Che fare, allora? Anzitutto, imparare le lezioni del passato. Il nostro paese ha un precedente: il 27 aprile 2020 entrò in vigore il tetto di 50 centesimi sul prezzo delle mascherine chirurgiche che, all’epoca, erano molto più difficile da trovare. L’effetto fu esattamente quello che la teoria lasciava prevedere: le mascherine, già scarse, diventarono ancora più introvabili, tanto che a metà maggio il Sole 24 ore titolava “Caos mascherine a prezzo calmierato: poche e in ritardo”. L’incremento dei prezzi nel breve termine, a fronte di un improvviso aumento della domanda, è fisiologico e sano: serve per attirare capitali e investimenti e aumentare la capacità produttiva. Naturalmente, nel medio termine le cose vanno diversamente, anche perché le mascherine sono una commodity utilizzata in tutto il mondo, sicché in breve tempo i prezzi sono scesi ben al di sotto del tetto di 50 centesimi.

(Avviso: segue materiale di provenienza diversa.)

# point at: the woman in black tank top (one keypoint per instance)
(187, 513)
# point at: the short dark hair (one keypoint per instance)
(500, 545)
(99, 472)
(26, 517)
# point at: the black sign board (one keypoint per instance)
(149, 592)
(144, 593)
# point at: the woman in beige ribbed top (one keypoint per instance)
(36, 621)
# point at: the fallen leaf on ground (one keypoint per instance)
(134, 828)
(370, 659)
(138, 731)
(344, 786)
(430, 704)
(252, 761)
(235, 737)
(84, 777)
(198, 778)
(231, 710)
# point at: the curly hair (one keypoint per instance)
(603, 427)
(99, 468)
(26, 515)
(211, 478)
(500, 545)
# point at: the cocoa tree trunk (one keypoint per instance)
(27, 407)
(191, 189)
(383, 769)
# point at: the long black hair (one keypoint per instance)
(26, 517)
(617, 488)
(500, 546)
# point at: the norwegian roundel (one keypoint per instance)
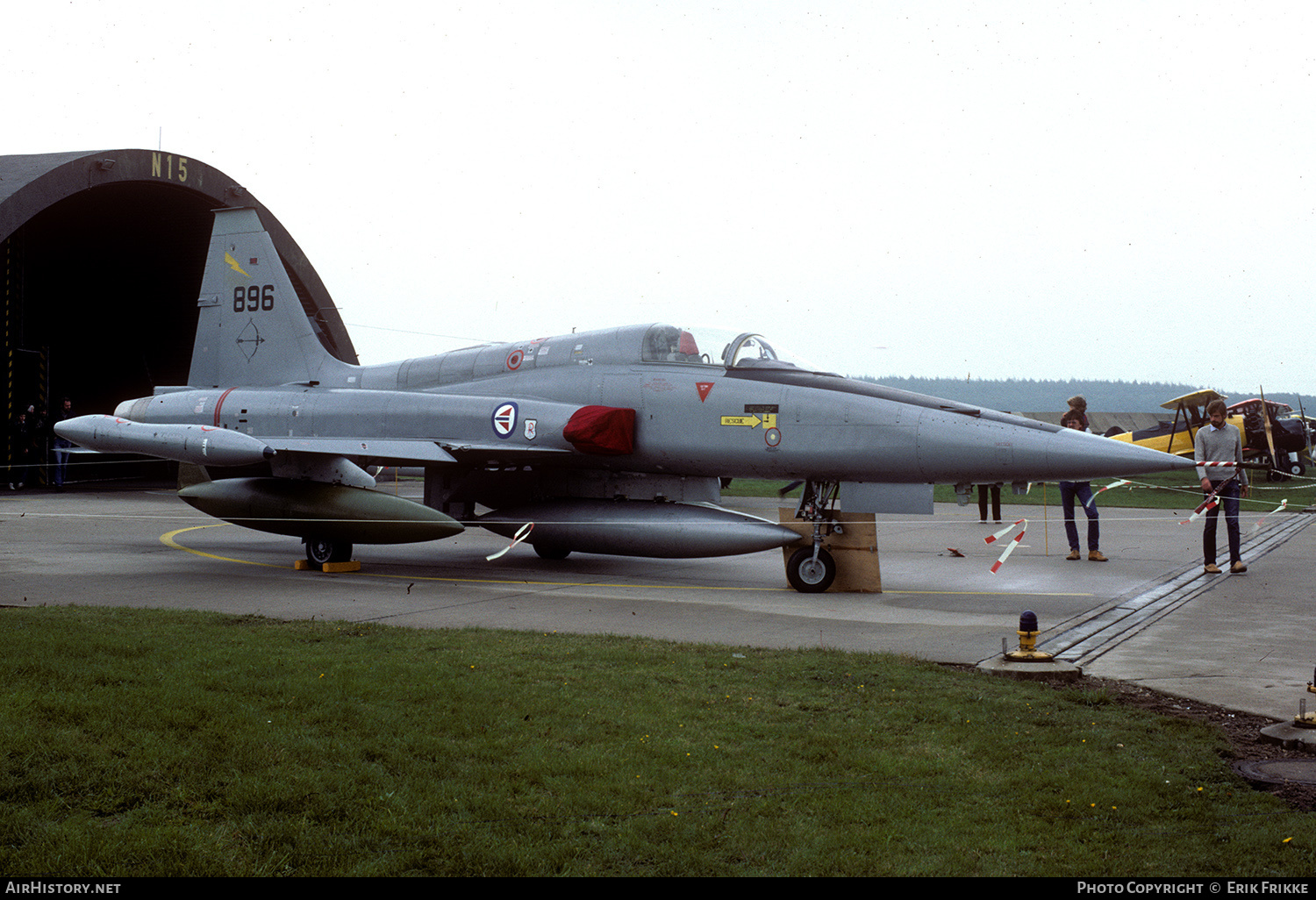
(504, 420)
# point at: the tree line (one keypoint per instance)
(1044, 395)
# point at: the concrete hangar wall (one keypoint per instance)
(100, 266)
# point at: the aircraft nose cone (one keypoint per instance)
(1082, 457)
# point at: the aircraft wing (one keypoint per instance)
(405, 450)
(416, 452)
(1195, 399)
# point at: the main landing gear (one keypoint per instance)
(323, 550)
(811, 570)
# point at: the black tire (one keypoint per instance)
(808, 575)
(321, 550)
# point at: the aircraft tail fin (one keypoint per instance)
(252, 329)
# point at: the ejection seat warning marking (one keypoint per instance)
(755, 415)
(504, 420)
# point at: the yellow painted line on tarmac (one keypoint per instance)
(168, 539)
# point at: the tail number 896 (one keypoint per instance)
(252, 299)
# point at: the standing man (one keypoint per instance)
(1221, 442)
(62, 446)
(1084, 491)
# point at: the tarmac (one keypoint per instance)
(1149, 615)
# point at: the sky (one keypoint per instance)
(1105, 189)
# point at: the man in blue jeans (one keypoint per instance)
(1084, 492)
(1221, 442)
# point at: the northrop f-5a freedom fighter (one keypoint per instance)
(612, 441)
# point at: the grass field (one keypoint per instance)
(155, 742)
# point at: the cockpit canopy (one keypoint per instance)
(711, 346)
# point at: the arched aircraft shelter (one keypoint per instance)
(100, 266)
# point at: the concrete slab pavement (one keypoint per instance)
(1239, 642)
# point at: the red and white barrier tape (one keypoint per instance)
(1279, 508)
(1010, 546)
(1003, 532)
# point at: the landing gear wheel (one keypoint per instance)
(810, 575)
(321, 550)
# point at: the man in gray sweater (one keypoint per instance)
(1220, 442)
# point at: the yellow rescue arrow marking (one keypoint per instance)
(769, 420)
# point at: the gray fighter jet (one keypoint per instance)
(611, 441)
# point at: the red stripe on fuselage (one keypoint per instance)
(218, 404)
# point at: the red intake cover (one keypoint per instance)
(607, 431)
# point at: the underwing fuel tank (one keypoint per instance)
(639, 528)
(332, 512)
(194, 444)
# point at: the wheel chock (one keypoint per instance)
(307, 566)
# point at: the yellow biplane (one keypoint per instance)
(1266, 439)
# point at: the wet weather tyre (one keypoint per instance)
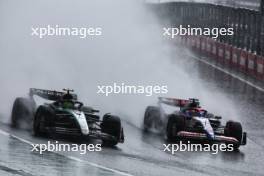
(152, 118)
(38, 121)
(174, 125)
(234, 129)
(23, 112)
(111, 125)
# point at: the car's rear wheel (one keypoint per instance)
(112, 125)
(39, 123)
(152, 118)
(234, 129)
(175, 124)
(23, 113)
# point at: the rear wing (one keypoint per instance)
(48, 94)
(173, 101)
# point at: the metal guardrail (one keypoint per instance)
(247, 4)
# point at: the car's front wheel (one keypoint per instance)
(234, 129)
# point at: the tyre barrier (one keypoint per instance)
(197, 43)
(260, 67)
(203, 45)
(220, 52)
(243, 61)
(213, 49)
(252, 64)
(228, 54)
(189, 41)
(193, 41)
(235, 56)
(209, 46)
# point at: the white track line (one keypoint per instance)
(69, 157)
(229, 73)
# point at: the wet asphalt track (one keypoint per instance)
(142, 154)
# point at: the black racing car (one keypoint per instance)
(65, 115)
(190, 121)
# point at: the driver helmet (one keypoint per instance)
(67, 101)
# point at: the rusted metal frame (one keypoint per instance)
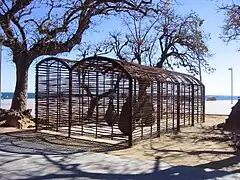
(130, 137)
(79, 97)
(178, 107)
(173, 105)
(112, 77)
(203, 103)
(184, 104)
(47, 93)
(118, 106)
(70, 103)
(82, 91)
(189, 104)
(197, 104)
(151, 86)
(158, 108)
(55, 59)
(166, 106)
(97, 112)
(88, 80)
(36, 97)
(161, 101)
(192, 122)
(58, 95)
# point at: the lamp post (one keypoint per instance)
(231, 69)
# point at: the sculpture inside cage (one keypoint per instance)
(111, 117)
(115, 99)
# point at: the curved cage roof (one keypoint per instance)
(132, 70)
(138, 71)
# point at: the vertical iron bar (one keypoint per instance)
(130, 112)
(173, 105)
(70, 103)
(82, 90)
(36, 97)
(189, 105)
(197, 104)
(47, 89)
(203, 102)
(192, 124)
(178, 107)
(166, 106)
(112, 82)
(184, 104)
(158, 109)
(97, 103)
(58, 95)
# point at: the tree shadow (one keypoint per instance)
(156, 172)
(31, 142)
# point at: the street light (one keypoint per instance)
(231, 69)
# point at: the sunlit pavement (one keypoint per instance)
(21, 159)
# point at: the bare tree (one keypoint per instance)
(166, 40)
(182, 42)
(231, 28)
(33, 28)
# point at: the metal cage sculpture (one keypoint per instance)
(115, 99)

Ma, proprio nel momento in cui servivano di più, l’ordinanza di Domenico Arcuri le aveva rese ancora più scarse.
In generale non c’è esempio di tetto ai prezzi che non abbia aggravato la scarsità sottostante, dai tempi di Diocleziano a quelli di Peppe Provenzano che oggi invoca a gran voce la misura, L’unico caso in cui ciò non accade è quando il tetto è superiore ai prezzi effettivamente praticati sul mercato: nel quale caso esso è, ovviamente, inutile. Perfino il premio Nobel per l’economia Paul Krugman, non esattamente un neoliberista, in un tweet lanciato ieri, ha definito “davvero stupide” le politiche di controllo dei prezzi.

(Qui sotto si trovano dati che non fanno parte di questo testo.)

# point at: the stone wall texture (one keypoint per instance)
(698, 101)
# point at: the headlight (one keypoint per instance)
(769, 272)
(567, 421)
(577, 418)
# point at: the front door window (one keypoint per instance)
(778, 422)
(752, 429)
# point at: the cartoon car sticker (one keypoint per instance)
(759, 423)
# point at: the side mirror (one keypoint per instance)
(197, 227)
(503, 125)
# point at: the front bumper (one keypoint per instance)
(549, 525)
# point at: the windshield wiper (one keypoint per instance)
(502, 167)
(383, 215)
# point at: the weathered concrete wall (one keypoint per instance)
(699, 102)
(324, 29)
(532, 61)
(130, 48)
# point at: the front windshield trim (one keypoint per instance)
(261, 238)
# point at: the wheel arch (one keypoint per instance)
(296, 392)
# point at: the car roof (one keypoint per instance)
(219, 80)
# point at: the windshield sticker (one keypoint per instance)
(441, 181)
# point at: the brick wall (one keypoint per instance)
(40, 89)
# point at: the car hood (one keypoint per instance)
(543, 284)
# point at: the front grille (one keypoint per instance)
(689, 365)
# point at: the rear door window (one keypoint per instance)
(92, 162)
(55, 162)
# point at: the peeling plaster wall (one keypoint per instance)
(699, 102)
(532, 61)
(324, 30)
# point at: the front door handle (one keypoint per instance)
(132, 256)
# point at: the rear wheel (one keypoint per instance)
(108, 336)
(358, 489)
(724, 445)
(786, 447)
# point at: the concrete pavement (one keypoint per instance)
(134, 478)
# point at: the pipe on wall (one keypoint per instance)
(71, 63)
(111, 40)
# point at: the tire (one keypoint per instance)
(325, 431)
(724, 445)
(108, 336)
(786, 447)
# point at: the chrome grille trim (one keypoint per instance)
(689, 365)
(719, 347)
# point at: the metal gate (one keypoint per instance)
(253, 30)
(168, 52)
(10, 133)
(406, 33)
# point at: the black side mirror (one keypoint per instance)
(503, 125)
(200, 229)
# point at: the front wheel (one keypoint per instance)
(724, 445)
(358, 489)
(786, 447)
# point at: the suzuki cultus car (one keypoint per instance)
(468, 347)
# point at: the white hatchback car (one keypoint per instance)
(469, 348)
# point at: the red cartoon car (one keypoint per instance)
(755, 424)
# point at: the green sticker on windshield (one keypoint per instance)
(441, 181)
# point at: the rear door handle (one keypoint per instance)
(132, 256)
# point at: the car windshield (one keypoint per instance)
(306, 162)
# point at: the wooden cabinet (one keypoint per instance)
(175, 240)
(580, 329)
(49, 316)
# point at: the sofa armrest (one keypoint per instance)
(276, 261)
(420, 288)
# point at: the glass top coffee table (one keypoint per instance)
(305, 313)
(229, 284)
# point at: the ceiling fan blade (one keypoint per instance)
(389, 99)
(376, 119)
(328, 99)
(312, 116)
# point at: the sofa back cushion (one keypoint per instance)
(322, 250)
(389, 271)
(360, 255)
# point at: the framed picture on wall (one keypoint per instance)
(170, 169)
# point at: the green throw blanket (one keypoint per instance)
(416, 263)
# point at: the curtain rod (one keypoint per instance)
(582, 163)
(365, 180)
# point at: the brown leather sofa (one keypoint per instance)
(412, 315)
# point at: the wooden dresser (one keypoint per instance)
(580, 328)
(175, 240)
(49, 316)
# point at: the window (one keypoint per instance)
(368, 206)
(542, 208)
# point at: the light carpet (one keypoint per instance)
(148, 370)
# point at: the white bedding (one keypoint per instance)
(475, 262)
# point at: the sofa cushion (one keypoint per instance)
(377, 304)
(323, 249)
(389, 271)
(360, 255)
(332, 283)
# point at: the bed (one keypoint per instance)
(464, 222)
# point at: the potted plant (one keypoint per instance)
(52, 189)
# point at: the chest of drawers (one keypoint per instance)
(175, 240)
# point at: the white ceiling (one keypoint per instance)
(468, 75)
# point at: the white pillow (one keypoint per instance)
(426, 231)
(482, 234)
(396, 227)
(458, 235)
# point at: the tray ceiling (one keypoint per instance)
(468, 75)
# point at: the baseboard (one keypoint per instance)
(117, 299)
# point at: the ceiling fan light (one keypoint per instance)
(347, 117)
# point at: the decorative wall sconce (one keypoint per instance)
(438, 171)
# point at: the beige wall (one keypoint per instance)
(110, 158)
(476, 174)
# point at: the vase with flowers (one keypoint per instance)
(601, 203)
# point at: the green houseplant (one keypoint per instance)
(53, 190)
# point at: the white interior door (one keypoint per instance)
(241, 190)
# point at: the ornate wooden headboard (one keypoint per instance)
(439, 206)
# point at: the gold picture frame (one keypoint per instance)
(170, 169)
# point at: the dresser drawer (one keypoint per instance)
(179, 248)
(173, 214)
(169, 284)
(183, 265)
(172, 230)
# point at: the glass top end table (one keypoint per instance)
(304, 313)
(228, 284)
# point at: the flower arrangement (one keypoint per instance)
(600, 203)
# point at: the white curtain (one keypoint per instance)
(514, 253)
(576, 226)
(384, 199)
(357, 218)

Per quanto riguarda le mascherine Ffp2, esse si trovano a prezzi molto diversi: l’aneddotica racconta addirittura di casi in cui sono vendute a 3 e più euro l’una, mentre si trovano nei vari negozi attorno a 1 euro e online a prezzi ancora più convenienti, talvolta addirittura attorno ai 50 centesimi. In questo contesto, e a fronte a una domanda in crescita, mettere un calmiere non può far altro che inceppare il funzionamento del mercato. Anzi, poiché spesso il tetto diventa un target, il rischio è che i prezzi di vendita si allineino al cap, anche se i costi potrebbero giustificare un ribasso maggiore. Ciò non significa che il governo debba stare a guardare, anche perché al prezzo di 1 euro o meno il costo per le mascherine può essere per molti eccessivo. Se il governo impone le mascherine Ffp2 come obbligatorie, perché presidio sanitario necessario alla protezione individuale e pubblica, mettere un calmiere può essere solo un modo per dire di aver fatto qualcosa di giusto senza poi preoccuparsi realmente di rendere realmente le mascherine accessibili a tutti.

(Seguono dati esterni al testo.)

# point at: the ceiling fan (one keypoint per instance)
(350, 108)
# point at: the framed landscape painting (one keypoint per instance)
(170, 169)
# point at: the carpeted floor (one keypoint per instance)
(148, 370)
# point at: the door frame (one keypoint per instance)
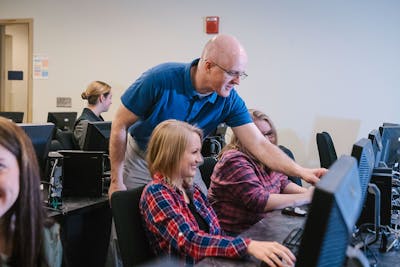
(29, 22)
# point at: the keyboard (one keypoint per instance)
(292, 241)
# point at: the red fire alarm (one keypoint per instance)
(212, 24)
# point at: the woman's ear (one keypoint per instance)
(101, 98)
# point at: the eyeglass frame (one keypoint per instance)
(242, 75)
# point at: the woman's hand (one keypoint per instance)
(272, 253)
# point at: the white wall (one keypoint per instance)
(313, 65)
(17, 89)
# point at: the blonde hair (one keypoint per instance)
(95, 90)
(237, 145)
(167, 145)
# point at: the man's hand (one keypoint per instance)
(115, 186)
(312, 176)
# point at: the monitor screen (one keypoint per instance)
(97, 136)
(64, 121)
(376, 139)
(364, 154)
(335, 207)
(390, 145)
(40, 135)
(15, 116)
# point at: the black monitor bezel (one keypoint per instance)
(94, 136)
(57, 119)
(15, 116)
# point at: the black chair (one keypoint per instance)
(287, 151)
(63, 140)
(207, 168)
(132, 241)
(326, 149)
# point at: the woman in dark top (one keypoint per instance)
(27, 236)
(99, 97)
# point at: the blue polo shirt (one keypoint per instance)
(166, 92)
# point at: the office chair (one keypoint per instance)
(326, 149)
(63, 140)
(132, 241)
(207, 168)
(289, 153)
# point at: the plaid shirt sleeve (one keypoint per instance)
(241, 179)
(169, 221)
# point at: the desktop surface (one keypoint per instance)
(276, 227)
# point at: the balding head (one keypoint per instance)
(226, 50)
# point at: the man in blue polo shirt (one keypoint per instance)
(201, 93)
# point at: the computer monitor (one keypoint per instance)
(97, 136)
(364, 154)
(63, 120)
(376, 140)
(390, 145)
(335, 207)
(15, 116)
(40, 135)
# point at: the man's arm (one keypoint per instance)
(124, 118)
(271, 155)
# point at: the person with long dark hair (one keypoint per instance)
(27, 237)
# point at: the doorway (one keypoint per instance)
(16, 54)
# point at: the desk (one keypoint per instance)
(85, 230)
(275, 227)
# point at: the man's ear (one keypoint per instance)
(208, 65)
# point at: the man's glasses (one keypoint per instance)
(269, 134)
(238, 74)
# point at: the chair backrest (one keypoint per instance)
(132, 241)
(207, 168)
(326, 149)
(66, 139)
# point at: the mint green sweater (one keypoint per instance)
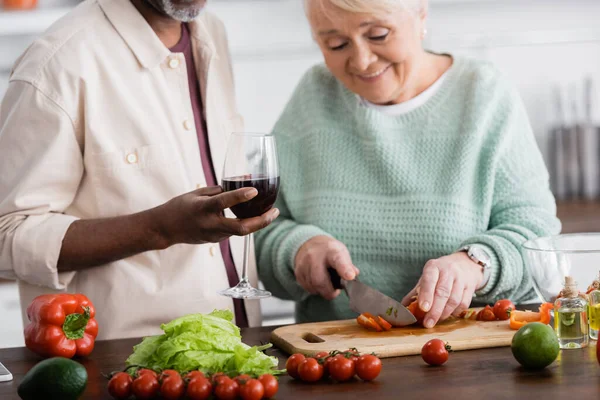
(463, 168)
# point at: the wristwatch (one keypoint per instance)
(479, 255)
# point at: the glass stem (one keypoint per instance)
(246, 259)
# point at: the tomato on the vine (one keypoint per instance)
(310, 370)
(172, 386)
(270, 385)
(145, 387)
(252, 390)
(292, 364)
(194, 374)
(227, 389)
(241, 379)
(119, 386)
(435, 352)
(368, 367)
(341, 368)
(199, 388)
(503, 308)
(145, 371)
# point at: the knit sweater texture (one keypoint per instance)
(463, 168)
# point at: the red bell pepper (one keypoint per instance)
(62, 325)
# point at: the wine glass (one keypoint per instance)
(251, 161)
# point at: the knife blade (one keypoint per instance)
(364, 298)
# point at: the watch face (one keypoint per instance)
(481, 255)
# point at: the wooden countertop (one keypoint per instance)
(477, 374)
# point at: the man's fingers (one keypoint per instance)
(442, 292)
(338, 258)
(208, 191)
(429, 281)
(243, 227)
(225, 200)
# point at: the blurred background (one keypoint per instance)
(549, 48)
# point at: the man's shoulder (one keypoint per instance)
(67, 39)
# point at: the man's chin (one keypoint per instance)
(180, 10)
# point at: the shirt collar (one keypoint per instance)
(135, 31)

Questa preoccupazione è più importante per le famiglie a basso reddito: una nucleo di quattro membri, che usano tre mascherine alla settimana, dovrebbe sostenere una spesa aggiuntiva di 72 euro al mese (nell’ipotesi di un prezzo di 1,5 euro), che in alcuni casi può incidere significativamente sul bilancio famigliare. Allora, andrebbe prevista la possibilità per le famiglie a basso reddito di ricevere un certo numero di mascherine mensili gratuite (o dietro pagamento di un ticket simbolico, per esempio 50 cent), come già avviene nella scuola. Dal punto di vista dei prezzi, la Consip – facendo acquisti massivi – potrebbe spuntare condizioni migliori di qualsiasi tetto; dal punto di vista della logistica, si potrebbe usare la rete capillare di farmacie e parafarmacie, che attraverso la lettura della tessera sanitaria dispongono delle informazioni relative al diritto o meno di ricevere l’agevolazione; dal punto di vista dell’equità, si concentrerebbe l’aiuto su chi ne ha bisogno, senza scaricare sull’intera collettività gli effetti perversi di una politica mal disegnata.